On raconte qu'il y a environ 1300 ans, la princesse Shirataki, qui servait à la cour impériale, épousa un membre de la famille Yamada de Kiryu et introduisit la sériciculture et le tissage auprès des villageois, ce qui marqua le début de cette tradition.
L'essor de la bannière de Nitta Yoshisada à la fin de l'époque de Kamakura et l'utilisation de la bannière de soie blanche de Kiryu par Tokugawa Ieyasu lors de la bataille de Sekigahara en 1600 ont conféré KIRYU Ori (Textiles) une renommée nationale. De plus, dans la première moitié du XIXe siècle, sous la protection du shogunat, la production de textiles de haute qualité, tels que le kinran donsu (brocart d'or) et l'itonishiki (brocart de fils), s'est développée, et ces techniques et méthodes ont été transmises jusqu'à nos jours dans la KIRYU Ori (Textiles).

  • Technologie/techniques/matières premières

    Technologie/techniques

    1. Dans le cas du tissage Omeshi, le tissu doit être un tissu froissé tissé en utilisant les techniques ou méthodes suivantes.
    (1) Le tissu doit être à armure toile, à armure sergée, à armure satin ou une variante de celui-ci, et doit être préteint ou prétraité.
    (2) Les fils utilisés pour la soie Omeshi doivent d'abord être tordus, puis l'amidon de fougère ou d'autres amidons à base de plantes doivent être incorporés manuellement dans les fils tordus.
    (3) Pour tordre les fils de soie de la soie Omeshi, utilisez la machine à tordre Hachijo-shiki.
    (4) Les rides doivent être formées par « massage à l’eau chaude ».
    (5) La densité des fils de chaîne doit être de 100 ou plus par centimètre.

     

    2. Dans le cas du brocart de trame, le tissu à motifs doit être tissé selon les techniques ou méthodes suivantes :
    (1) Le tissu doit être une variante de tissage uni, un tissage sergé, un tissage satin ou une variante de ceux-ci, utilisant un « métier à tisser Jacquard » avec du fil pré-teint ou prétraité.
    (2) Pour le tissage, une navette lancée à la main, une navette tirée, ou huit navettes ou plus, six lisses ou plus, ou un dispositif de traction doivent être utilisés.
    (3) Le motif est représenté par le fil de trame.
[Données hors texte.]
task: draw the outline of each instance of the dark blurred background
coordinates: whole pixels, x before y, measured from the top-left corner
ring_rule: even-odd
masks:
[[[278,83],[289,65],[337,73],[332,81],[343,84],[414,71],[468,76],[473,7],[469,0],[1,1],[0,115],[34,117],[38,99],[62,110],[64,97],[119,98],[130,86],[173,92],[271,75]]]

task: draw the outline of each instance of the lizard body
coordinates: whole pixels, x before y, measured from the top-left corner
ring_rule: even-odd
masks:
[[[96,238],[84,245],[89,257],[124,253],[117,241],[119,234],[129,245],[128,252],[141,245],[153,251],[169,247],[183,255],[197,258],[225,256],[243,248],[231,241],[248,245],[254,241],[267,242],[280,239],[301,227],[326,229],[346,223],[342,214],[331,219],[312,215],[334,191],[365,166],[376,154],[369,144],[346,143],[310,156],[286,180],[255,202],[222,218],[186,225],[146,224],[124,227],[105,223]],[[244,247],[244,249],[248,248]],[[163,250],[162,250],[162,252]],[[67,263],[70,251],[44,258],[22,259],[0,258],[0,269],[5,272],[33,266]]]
Dans ce cas, si le tissage est réalisé avec « huit navettes ou plus », le motif est « brodé ».

     

    3. Dans le cas du brocart de chaîne, le tissu à motifs doit être tissé selon les techniques ou méthodes suivantes :
    (1) Le tissu doit être un tissu uni ou un tissu sergé pré-teint utilisant un métier à tisser Jacquard.
    (2) Les fils de chaîne doivent être composés de trois couleurs ou plus, et après avoir été tirés de deux bobines ou plus et mis en groupe, ils doivent être tirés manuellement dans chaque peigne.
    (3) Ajuster la position du « Twill Bamboo » et tisser tout en ajustant manuellement la tension des fils de chaîne pour qu'elle soit uniforme.
    (4) Les fils de trame doivent être tissés en alternance avec des « fils d'ombre » et des « fils de trame de fond ». Dans ce cas, la densité des fils de trame doit être de 40 ou plus par centimètre.
    (5) La crête sera représentée par les fils de chaîne.

     

    4. Dans le cas des tissus ajourés, le tissu à motifs doit être tissé selon les techniques ou méthodes suivantes :
    (1) Le tissu doit être un tissage double utilisant un métier à tisser Jacquard avec du fil pré-teint ou prétraité.
    (2) Le tissage doit être réalisé par double tissage en utilisant des fils de chaîne de deux couleurs ou plus et des fils de trame de deux couleurs ou plus afin que l'avant et l'arrière du tissu puissent être inversés.
    (3) Faire appliquer un « blason cousu ».
    (4) La densité des fils de chaîne doit être de 120 fils ou plus par centimètre, et la densité des fils de trame doit être de 40 fils ou plus par centimètre.

     

    5. Dans le cas des tissus à armure chaîne, le tissu à motifs doit être tissé selon les techniques ou méthodes suivantes :
    (1) Le tissu doit être préteint ou prétraité et tissé dans une couche de chaîne à l'aide d'un métier à tisser Jacquard.
    (2) Les fils de chaîne doivent être de deux couleurs ou plus, tirés de deux bobines ou plus pour former un groupe, puis tirés manuellement sur chaque peigne. La densité des fils de chaîne doit être de 150 fils ou plus par centimètre.
    (3) Ajuster la position du « Twill Bamboo » et tisser tout en ajustant manuellement la tension des fils de chaîne pour qu'elle soit uniforme.
    (4) La crête doit être soit « flottante », soit « flottante » et « trame d’image ».

     

    6. Dans le cas du tissage ikat chaîne, le tissu tissé doit être fabriqué en utilisant les techniques ou méthodes suivantes :
    (1) Le tissu doit être préteint ou prétraité et tissé à l'aide d'un métier à tisser Jacquard.
    (2) La méthode de teinture des fils de chaîne doit être « nouage à la main », « serrage sur planche » ou « teinture au pochoir ».
    (3) Le blason doit être soit une « trame d'image », soit un « blason brodé ».

     

    7. Dans le cas d'un tissu de gaze, il s'agit d'un tissu de gaze tissé selon les techniques ou méthodes suivantes :
    (1) Le tissu doit être une gaze pré-teinte ou pré-traitée tissée à l'aide d'un métier à tisser Jacquard.
    (2) Pour le tissage, on utilisera une navette lancée à la main, une navette tirée, un agitateur de motifs ou un peigne modifié.

     

    matières premières

    1. Les fils utilisés doivent être de la soie brute, de la soie filée, de la soie à broder, ou des fils de soie, de coton, de chanvre, d'or ou d'argent de qualité équivalente.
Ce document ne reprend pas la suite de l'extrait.